Vergennes house fire leaves six homeless

VERGENNES — Vergennes firefighters and members of three other departments spent seven hours starting just after 1 a.m. on Thursday morning fighting a blaze that gutted most of a three-unit apartment building at 17-19 White St.
No one was reported to be hurt, but property damage was extensive. The Red Cross was on scene Thursday, meeting with the six people who lost their homes in the fire and providing financial assistance for food, clothing, shoes, seasonal garments and lodging.
A Go Fund Me webpage has been created to raise fund for three members of the Hunt family who were living in one of the apartments; it may be found at online at  www.gofundme.com/jvimxc.
The building is owned by Rola Properties LLC, according to city records. Robert Hunt, who lives at 13 White St. according to city officials, receives correspondence on behalf of Rola Properties.
Vergennes Fire Chief Jim Breur said it took about four-dozen firefighters from the city, Ferrisburgh, New Haven and Addison almost three hours just to bring the fire under control. 
Not only was the night’s harsh weather challenging, Breur said, but also the building’s brick walls meant the fire had to be fought from the inside, while its metal roof made access to the interior tougher than in many structures.
“It wasn’t easy,” Breur said. “It was an extremely difficult fire, and the teams did an excellent job.”
In response to a question, Breur agreed the building and its layout made firefighters’ job trickier than usual.
“Anytime you’re fighting fires it’s dangerous,” he said. “I’d guess you’d have to say yes because of the multiple additions on the building, which made it hard.”
Of course, that night was the coldest so far of the winter.
“It was brutally cold,” Breur said. “I think it was 14 below. I couldn’t tell you what the wind chill was. Thank goodness the wind died down a half-hour after we got there … Everybody got cold and wet.”
The heated “rehab” truck the Vergennes and Ferrisburgh departments share was put to good use to give firefighters breaks, Breur said, but he and fellow incident commanders Chris Gebo and Matt Fraley, the city’s deputy fire chiefs, spent up to five hours overseeing the incident, while some firefighters worked for three hours or more without a break.
“It’s hard work,” Breur said. “You’re wet and tired, and with it as cold as it was, it makes it extremely difficult.”
When the first firefighters arrived within four minutes of the 1:17 a.m. alarm, they discovered the fire was already serious.
“The house was fully involved in the attic,” Breur said. “One apartment was going. It was cooking when we got there.”
He said the fire was under control by about 4 a.m., and “by the time we got all the spot fires out and stuff, we got back to the station at 8 or 8:30.”

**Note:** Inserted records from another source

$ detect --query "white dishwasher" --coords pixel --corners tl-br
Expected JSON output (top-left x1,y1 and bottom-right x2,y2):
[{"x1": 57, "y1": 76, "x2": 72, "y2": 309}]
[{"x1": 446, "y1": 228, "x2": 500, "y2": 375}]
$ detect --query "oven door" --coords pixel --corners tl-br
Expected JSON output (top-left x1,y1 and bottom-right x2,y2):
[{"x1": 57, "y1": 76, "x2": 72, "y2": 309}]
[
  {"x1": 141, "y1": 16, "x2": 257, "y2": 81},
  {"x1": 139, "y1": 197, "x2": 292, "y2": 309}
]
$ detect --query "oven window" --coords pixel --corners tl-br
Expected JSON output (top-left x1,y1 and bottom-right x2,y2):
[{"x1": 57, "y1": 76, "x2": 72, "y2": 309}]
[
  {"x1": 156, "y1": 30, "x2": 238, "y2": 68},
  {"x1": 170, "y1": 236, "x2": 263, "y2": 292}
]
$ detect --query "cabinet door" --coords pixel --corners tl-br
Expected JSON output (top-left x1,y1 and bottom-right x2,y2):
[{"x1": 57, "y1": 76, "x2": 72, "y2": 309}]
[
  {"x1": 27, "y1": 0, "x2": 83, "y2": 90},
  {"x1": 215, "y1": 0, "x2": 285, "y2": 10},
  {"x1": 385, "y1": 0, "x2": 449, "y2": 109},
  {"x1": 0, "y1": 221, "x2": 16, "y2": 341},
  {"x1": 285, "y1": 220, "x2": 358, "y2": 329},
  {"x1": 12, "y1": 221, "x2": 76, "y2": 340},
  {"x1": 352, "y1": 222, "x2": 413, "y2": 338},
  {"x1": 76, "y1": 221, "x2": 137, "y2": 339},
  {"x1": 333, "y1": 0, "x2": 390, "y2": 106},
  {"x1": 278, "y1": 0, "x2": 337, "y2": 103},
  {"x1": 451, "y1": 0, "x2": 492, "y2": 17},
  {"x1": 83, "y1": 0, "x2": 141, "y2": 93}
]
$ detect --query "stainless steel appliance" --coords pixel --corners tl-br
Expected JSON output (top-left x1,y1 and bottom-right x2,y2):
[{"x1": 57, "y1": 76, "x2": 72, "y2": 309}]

Breur believed from the start the fire was probably accidental, and he called in the Addison County Firefighters’ Association’s Fire Investigation Unit for a second opinion. By mid-morning, he said investigators agreed with him.
“It was an accidental fire. It looks to us like something electrical,” Breur said.
Breur noted about half of the four-dozen firefighters on the frigid scene came from Vergennes’ neighboring communities.
“We couldn’t survive without mutual aid. None of us could. There were a lot of hands, and a lot that needed to be done,” he said. “It’s one thing I’m very grateful for. Addison County has a very strong mutual aid pact.”